My first Echeveria agavoides “Lipstick” in spring of 2018, when I was growing it in about 3/4 shade.
The same plant in early 2020, pups divided, but with nearly full sun (shade only during mid-afternoon).
Looking at the Echeveria agavoides “Lipstick” above, you can get a sense of what I mean by increased sun exposure leading to more red edging. With more sun, the plant produced much stronger red edges, even though almost nothing else had changed.
You’ll notice both times, the plnt is growing with a mostly upright habit, with the leaves growing tightly together in a mostly upright pattern, tightly cascading down to the lowest leaves. In both placements, the plant was getting a suitable amount of light for robust growth, but needed more direct sun for the red to show through.
This is also a good place to point out that shade outdoors, in a southern, sunny climate, is not at all the same as windowsill culture or shade in a northern/cloudier climate. Watch the growth habit of your succulent and use that to guide your placement; if even a sunny southern window is leading to a plant even more flat and splayed than the Romeo Rubin pictured above, then your windowsill is not bright enough.
An absolutely beautiful and also gigantic Echeveria agavoides “Ebony” from the SDCSS show in February of 2020.
In addition to being very striking, Echeveria agavoides also tends to pup consistently, especially once they’ve reached about 8″ across but often even when smaller. This makes them easy to propogate and share with friends or family!
They also can supposedly be propogated from leaves, but I have never had any success doing so.
A crested Echeveria agavoides
Echeveria agavoides “Maria” showing some scorching and sunburn from overhead watering before a late fall heat wave. This particular hybrid grows in a flatter rosette than the typical agavoides does.
My imported Echeveria agavoides “Romeo” with summer coloration
My Echeveria agavoides “Scarlet”, a probable import but not sure from where. Early winter coloration.

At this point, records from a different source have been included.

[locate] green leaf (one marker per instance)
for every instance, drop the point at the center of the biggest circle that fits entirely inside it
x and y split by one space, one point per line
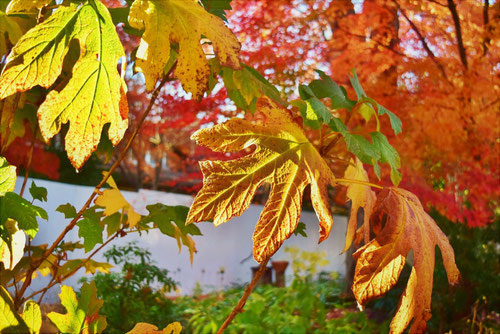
396 123
17 208
32 316
246 86
81 314
309 117
91 232
356 85
217 7
326 87
10 321
94 93
68 210
39 193
163 216
7 176
388 154
362 148
301 229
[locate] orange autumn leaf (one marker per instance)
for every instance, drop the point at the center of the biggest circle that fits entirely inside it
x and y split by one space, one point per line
361 196
283 157
404 226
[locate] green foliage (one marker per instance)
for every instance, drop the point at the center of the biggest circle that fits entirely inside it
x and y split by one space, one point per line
304 307
137 292
17 208
315 114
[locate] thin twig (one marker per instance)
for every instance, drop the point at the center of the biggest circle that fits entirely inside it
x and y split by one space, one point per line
35 264
55 281
239 307
458 31
27 167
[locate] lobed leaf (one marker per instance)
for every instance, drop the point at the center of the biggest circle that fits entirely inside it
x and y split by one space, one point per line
93 95
181 22
403 226
82 315
283 157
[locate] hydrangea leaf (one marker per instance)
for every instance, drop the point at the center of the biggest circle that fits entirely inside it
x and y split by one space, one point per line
94 94
361 196
283 157
32 316
81 314
403 226
7 176
181 22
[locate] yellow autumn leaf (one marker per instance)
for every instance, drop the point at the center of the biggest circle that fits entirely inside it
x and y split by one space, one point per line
8 28
404 226
93 96
145 328
361 196
113 201
283 157
182 22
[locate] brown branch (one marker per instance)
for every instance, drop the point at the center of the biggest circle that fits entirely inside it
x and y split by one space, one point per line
422 40
35 264
486 20
458 30
239 307
55 281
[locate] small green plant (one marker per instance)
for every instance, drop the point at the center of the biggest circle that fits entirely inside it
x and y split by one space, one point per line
137 292
306 264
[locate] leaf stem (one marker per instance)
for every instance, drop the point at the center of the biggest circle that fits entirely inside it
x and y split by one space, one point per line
35 264
359 182
239 307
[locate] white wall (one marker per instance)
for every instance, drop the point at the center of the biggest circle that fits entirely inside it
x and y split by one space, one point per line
225 246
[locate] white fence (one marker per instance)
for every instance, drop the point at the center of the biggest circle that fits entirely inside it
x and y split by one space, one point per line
222 247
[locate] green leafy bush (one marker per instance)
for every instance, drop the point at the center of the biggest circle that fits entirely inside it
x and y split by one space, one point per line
137 292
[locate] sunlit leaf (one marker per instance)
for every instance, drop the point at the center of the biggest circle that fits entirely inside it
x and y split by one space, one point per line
82 315
361 196
284 158
17 208
94 94
182 22
32 316
7 176
403 226
145 328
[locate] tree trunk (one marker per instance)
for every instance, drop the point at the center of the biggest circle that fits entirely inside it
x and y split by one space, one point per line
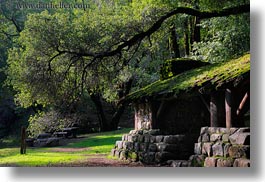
120 110
103 123
186 37
23 140
217 109
173 45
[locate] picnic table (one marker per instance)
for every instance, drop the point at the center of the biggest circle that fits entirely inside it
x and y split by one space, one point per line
67 132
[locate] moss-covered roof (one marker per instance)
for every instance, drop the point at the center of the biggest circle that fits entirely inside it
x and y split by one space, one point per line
200 80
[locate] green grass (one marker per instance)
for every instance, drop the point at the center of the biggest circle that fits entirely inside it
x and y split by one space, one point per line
99 143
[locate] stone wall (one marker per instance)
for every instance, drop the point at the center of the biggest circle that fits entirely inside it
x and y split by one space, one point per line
222 147
151 147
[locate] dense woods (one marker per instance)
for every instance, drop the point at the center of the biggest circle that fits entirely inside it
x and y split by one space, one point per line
61 66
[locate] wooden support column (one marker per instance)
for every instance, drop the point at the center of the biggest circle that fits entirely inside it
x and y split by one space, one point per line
229 108
217 109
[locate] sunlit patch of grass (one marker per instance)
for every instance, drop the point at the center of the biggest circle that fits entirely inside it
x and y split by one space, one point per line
93 144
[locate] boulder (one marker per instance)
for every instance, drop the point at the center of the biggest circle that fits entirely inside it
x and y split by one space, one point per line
225 162
218 149
239 138
210 162
241 163
198 148
207 149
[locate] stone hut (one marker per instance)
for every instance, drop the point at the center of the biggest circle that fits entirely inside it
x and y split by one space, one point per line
170 113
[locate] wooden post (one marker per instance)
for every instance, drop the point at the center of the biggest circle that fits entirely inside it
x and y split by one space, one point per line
23 140
217 109
229 108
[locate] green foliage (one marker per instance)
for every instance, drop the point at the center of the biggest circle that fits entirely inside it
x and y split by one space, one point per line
92 144
214 76
223 38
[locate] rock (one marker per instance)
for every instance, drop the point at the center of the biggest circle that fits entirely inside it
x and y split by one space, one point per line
133 156
140 138
136 147
225 163
154 132
134 138
225 138
164 156
210 162
124 137
152 147
240 138
200 139
44 135
159 138
52 142
112 153
179 163
198 148
128 145
207 149
224 130
129 138
243 130
204 130
123 155
218 149
215 137
119 144
143 147
133 132
149 157
241 163
197 160
237 151
139 132
152 139
171 139
117 153
205 137
226 149
213 130
29 142
146 138
233 130
163 147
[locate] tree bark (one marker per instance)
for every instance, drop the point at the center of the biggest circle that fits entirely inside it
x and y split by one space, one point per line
120 110
217 109
103 123
174 46
23 140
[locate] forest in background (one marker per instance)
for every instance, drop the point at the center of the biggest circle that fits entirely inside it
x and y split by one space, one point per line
72 64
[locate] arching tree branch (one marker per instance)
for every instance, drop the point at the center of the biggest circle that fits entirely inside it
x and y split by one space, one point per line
181 10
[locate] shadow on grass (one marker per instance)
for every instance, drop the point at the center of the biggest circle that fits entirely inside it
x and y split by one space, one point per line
95 142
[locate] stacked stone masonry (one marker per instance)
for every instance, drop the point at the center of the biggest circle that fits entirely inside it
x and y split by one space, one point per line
222 147
150 146
216 147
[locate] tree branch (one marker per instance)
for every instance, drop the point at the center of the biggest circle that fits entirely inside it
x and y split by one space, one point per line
181 10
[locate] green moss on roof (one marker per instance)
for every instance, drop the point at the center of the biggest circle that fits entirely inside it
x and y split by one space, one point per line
209 77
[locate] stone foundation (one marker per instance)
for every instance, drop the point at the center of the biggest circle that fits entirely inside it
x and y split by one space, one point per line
151 147
222 147
216 147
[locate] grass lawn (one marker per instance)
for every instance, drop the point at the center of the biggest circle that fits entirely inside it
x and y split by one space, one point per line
91 144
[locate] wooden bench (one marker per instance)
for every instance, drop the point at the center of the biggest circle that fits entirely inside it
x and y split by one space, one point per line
61 134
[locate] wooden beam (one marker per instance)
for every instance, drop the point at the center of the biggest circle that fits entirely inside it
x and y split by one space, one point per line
242 104
217 109
229 108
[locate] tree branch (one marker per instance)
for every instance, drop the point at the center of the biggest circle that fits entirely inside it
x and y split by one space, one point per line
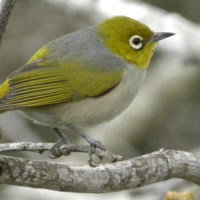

Front of photo is my Echeveria agavoides “Love’s Fire” when first planted; behind on either side are two Frank Reneilt of different ages. The one on right was planted only a month or two prior, while the very red-orange one on left had been in-ground for over a year.
Love’s Fire blushes a very deep, dark red, and pups constantly compared to the Frank Reneilt.
I’ll end with one of my big, beautiful Echeveria agavoides “Lipstick” planted in-ground. This is from late spring, when the plants show the best well-watered coloration with minimal sun stress blushing. Through summer, the sun stress and heat encourages a burnt orange blush on the leaves, which fades back to apple green with cooler weather and winter rains.